Antibacterial drug leads targeting isoprenoid biosynthesis

Abstract

With the rise in resistance to antibiotics such as methicillin, there is a need for new drugs. We report here the discovery and X-ray crystallographic structures of 10 chemically diverse compounds (benzoic, diketo, and phosphonic acids, as well as a bisamidine and a bisamine) that inhibit bacterial undecaprenyl diphosphate synthase, an essential enzyme involved in cell wall biosynthesis. The inhibitors bind to one or more of the four undecaprenyl diphosphate synthase inhibitor binding sites identified previously, with the most active leads binding to site 4, outside the catalytic center. The most potent leads are active against Staphylococcus aureus [minimal inhibitory concentration (MIC)(90) ∼0.25 µg/mL], and one potently synergizes with methicillin (fractional inhibitory concentration index = 0.25) and is protective in a mouse infection model.
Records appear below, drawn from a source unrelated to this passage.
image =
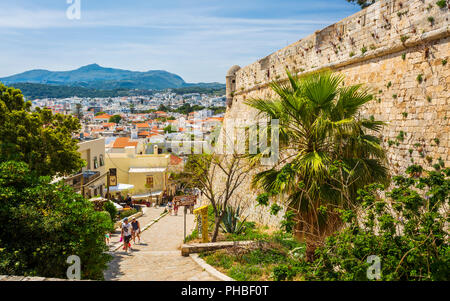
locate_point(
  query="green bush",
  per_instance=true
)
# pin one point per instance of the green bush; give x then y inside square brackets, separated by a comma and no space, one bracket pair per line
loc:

These results provide numerous leads for antibacterial development and open up the possibility of restoring sensitivity to drugs such as methicillin, using combination therapies.

Fig. 1.

Schematic outline of cell wall biosynthesis (in most bacteria) showing involvement of isoprenoid biosynthesis in the early stages of peptidoglycan formation.

Fig. 2.

Chemical structures of UPPS inhibitors and drug leads of interest.

Fig. 3.

X-ray structures of E. coli UPPS showing substrate and inhibitor binding sites. (A) FSPP (yellow) binds to site 1 (PDB ID code 1X06) and FPP (green) binds to sites 1 and 4 (PDB ID code 1V7U). (B) A bisphosphonate (5) binds to sites 1–4 (PDB ID code 2E98). (C) Benzoic acid inhibitor 8 binds to site 3 (cyan, PDB ID code 3SGT), superimposed on FPP-bound structure (green, PDB ID code 1V7U). (D) Benzoic acid inhibitor 9 binds to sites 1–3 (cyan, PDB ID code 3SGV), superimposed on FPP-bound structure (green, PDB ID code 1V7U). The large red numbers indicate sites 1–4.

Fig. 4.

Crystal structures of the more potent benzoic acids and a phosphonate inhibitor. (A) 10 (PDB ID code 3SGX). (B) 11 (PDB ID code 3SH0). (C) 12 (PDB ID code 4H2O). (D) 13 (PDB ID code 4H38). In each case, site 4 is occupied, together with either site 1, 2, or 3, indicating the likely importance of site 4 binding for good activity. The values shown are the IC₅₀s for E. coli UPPS inhibition (Ec) or S. aureus UPPS inhibition (Sa).

Fig. 5.

Crystal structures of diketo acids and two dicationic inhibitors bound to E. coli UPPS. (A) 14 (PDB ID code 4H3C). (B) 15 (PDB ID code 4H3A). (C) 16 (PDB ID code 4H2J). (D) 18 (PDB ID code 4H2M). The common feature in each case is binding to site 4. The values shown are the IC₅₀s for E. coli UPPS inhibition (Ec) or S. aureus UPPS inhibition (Sa).

Fig. 6.

UPPS as a missing link. Models and cartoons. (A) Pharmacophore model for UPPS inhibition by benzoic acids. (B) Pharmacophore model for S. aureus growth inhibition by benzoic acids. Common features are benzoic acid carboxylates (cyan) with electron-withdrawing meta substituents (red); an x–y spacer (dark pink); two aromatic features (orange); and more-distal hydrophobic features (green). (C) Cationic-hydrophobic-cationic inhibitor binding to DNA. (D) Cationic-hydrophobic-cationic inhibitor binding to anionic lipids in a membrane. (E) Cationic-hydrophobic-cationic inhibitor binding to a protein.

Fig. 7.

In vitro synergy and in vivo results with 17. (A) Isobologram for 17 + methicillin inhibition of S. aureus (USA300) cell growth. FICI = 0.25. (B) Activity of 17 in a mouse model of S. aureus (USA200) infection. Shown is one representative experiment repeated twice (n = 10 mice per group per experiment). No mice in the group treated once daily with 10 mg/kg of 17 (three doses total) died during either experiment.

Fig. 8.

Computational analysis of UPPS structural results. (A) FTMap computational solvent mapping of UPPS structures (PDB ID codes 2E98 and 3QAS) suggest that site 4 is druggable in either inhibitor-bound complexes or unbound. UPPS is represented as a cartoon; small probes are colored spheres; black wireframe outlines site 4. (B) Principal component analysis of E. coli UPPS structures. Substrate-bound structures (yellow) are closed (33); bisphosphonates (blue) are open (33); the apo and nonbisphosphonate structures (red) are all ajar (slightly open). (C) ROC/AUC analysis of most-predictive UPPS structures in terms of initial enrichment for actives under 100 μM (Fig. S6).